All but one of the proposed bills would have amended the California Private Postsecondary Education Act (CPPEA). The CPPEA, which is enforced by the Bureau for Private Postsecondary Education (BPPE), governs the operations of private postsecondary providers in California. Contrary to popular belief, that does not mean CPPEA is limited to for-profit institutions, although many nonprofit institutions are eligible for exemption from the CPPEA and therefore outside of the BPPE’s jurisdiction. Institutions that are subject to some level of BPPE oversight, fall into one of three categories: (1) BPPE authorized (whether full approval, or approved by means of accreditation) and thus subject to the entirety of the CPPEA; (2) an exempt California “independent institution” with a contract for BPPE complaint processing; or (3) a registered out-of-state institution that offers online education to California residents. (Please review our recent posts on CooleyED (here, here and here) regarding the curious effects of California being the sole holdout from the State Authorization Reciprocity Agreement.) Exempt and out-of-state institutions are subject to only limited sections of the law specifically addressing their category of operations. These distinctions are important because while the pending bills primarily impact BPPE authorized institutions, they also expand the BPPE’s authority over out-of-state institutions as well.
Below is a summary of the bills, who they will impact, and how.
Bills Held under Submission and Not Proceeding in 2019
Three bills were held under submission, meaning they will not proceed to a floor session or further voting in 2019. Further, unless these bills are placed into “two year” status by the Senate Appropriations Committee, the bills will not be considered in their current form for the remainder of the legislative session, which runs through 2020, requiring them to be introduced anew after the end of this year. As these three bills contained the proposals that created the greatest concern, we discuss them first.
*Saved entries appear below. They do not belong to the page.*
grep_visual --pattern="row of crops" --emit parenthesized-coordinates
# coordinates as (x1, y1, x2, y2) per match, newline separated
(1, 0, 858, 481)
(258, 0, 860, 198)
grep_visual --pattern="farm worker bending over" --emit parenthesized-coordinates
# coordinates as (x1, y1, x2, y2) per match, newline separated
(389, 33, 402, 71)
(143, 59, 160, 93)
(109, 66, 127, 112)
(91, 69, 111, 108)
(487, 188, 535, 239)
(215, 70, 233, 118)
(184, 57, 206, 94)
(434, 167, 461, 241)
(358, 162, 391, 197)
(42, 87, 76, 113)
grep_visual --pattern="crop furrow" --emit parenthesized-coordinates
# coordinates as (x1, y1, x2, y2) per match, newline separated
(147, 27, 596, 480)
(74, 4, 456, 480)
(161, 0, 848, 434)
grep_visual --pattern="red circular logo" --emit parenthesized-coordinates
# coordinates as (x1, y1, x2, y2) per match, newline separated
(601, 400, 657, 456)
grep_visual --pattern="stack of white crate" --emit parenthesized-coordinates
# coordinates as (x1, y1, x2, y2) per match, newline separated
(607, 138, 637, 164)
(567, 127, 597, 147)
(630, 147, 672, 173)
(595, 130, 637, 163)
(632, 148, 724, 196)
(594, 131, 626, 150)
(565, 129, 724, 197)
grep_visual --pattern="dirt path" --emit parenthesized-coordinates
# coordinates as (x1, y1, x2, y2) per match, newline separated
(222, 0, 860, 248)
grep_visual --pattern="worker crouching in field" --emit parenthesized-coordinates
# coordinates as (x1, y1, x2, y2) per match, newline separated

AB 1341 – Nonprofit conversions
The intent of AB 1341 had been clear from its introduction: increase scrutiny of institutions (including but not limited to those that formerly were for-profit) that operate as, or have plans to convert to, nonprofit status. The bill would have added a new definition of “nonprofit corporation” that would have granted the California Attorney General discretion to determine that an institution is not a nonprofit entity for California education regulatory purposes, even if it is recognized by the Internal Revenue Service as such. The bill would also have prohibited BPPE from verifying an institution’s exemption from the CPPEA (including the registration process) based on its IRS-determined nonprofit status, or from contracting to handle complaints for a nonprofit institution located in California, if the institution previously operated as a for-profit institution during any period on or after January 1, 2010, unless the AG determines, with considerable discretion, that the institution meets a new state definition of “nonprofit corporation.”
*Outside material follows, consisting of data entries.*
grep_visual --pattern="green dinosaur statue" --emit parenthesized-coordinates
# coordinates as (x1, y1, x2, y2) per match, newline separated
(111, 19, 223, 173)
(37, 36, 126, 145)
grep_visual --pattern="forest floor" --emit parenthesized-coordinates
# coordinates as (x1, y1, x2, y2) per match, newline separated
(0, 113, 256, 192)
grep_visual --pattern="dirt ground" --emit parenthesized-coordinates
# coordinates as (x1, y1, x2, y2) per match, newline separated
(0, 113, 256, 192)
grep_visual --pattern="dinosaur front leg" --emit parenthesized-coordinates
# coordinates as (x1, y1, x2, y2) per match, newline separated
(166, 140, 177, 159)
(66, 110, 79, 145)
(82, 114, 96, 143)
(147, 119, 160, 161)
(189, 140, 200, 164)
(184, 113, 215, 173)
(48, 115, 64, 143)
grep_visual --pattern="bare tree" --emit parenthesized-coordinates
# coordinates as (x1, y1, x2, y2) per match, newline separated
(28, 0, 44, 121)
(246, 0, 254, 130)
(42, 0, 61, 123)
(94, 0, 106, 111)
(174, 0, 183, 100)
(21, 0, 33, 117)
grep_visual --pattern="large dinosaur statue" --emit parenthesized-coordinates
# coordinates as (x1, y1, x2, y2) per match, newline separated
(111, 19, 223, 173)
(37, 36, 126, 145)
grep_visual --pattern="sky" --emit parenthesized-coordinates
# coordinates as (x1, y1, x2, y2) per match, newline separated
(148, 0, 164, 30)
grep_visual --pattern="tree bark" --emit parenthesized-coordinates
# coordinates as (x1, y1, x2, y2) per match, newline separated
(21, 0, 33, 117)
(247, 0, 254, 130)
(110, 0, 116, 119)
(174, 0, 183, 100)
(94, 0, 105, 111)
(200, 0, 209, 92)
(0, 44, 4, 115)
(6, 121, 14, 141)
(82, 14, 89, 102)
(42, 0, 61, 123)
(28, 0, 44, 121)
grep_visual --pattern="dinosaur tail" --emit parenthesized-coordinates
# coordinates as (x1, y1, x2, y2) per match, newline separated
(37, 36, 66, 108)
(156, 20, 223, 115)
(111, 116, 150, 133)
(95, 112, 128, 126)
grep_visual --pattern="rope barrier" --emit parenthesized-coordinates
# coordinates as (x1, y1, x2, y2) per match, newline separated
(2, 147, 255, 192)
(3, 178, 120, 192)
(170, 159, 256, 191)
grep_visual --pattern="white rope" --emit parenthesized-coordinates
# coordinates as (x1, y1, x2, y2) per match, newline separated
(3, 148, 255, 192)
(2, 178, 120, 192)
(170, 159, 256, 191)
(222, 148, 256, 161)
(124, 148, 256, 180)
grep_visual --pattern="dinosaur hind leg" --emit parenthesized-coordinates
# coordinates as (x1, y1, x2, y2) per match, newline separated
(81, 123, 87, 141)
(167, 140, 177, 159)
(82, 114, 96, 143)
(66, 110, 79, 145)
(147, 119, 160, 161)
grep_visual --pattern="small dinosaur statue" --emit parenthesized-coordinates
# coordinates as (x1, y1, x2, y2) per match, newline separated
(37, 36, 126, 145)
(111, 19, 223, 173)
Particularly problematic was the risk that existing nonprofit institutions could have been required to undergo a new determination, at the discretion of the AG, of their status under California law, potentially requiring the BPPE to treat them as for-profit, and therefore ineligible for exemption from the CPPEA.
AB 1342 – Nonprofit transaction approval
AB 1342 would have explicitly required a nonprofit corporation that operates or controls a private postsecondary educational institution to obtain the AG’s consent before entering into certain agreements or transactions, including an agreement or transaction to sell or convey its assets to, or to transfer control, responsibility, or governance of a material amount of its assets to, a for-profit corporation or mutual benefit corporation. This was clearly targeted at nonprofit institutions that have broad service or other agreements with for-profit entities with which they were once affiliated, but as drafted could have had substantially wider impact on nonprofit educational institutions’ operational flexibility.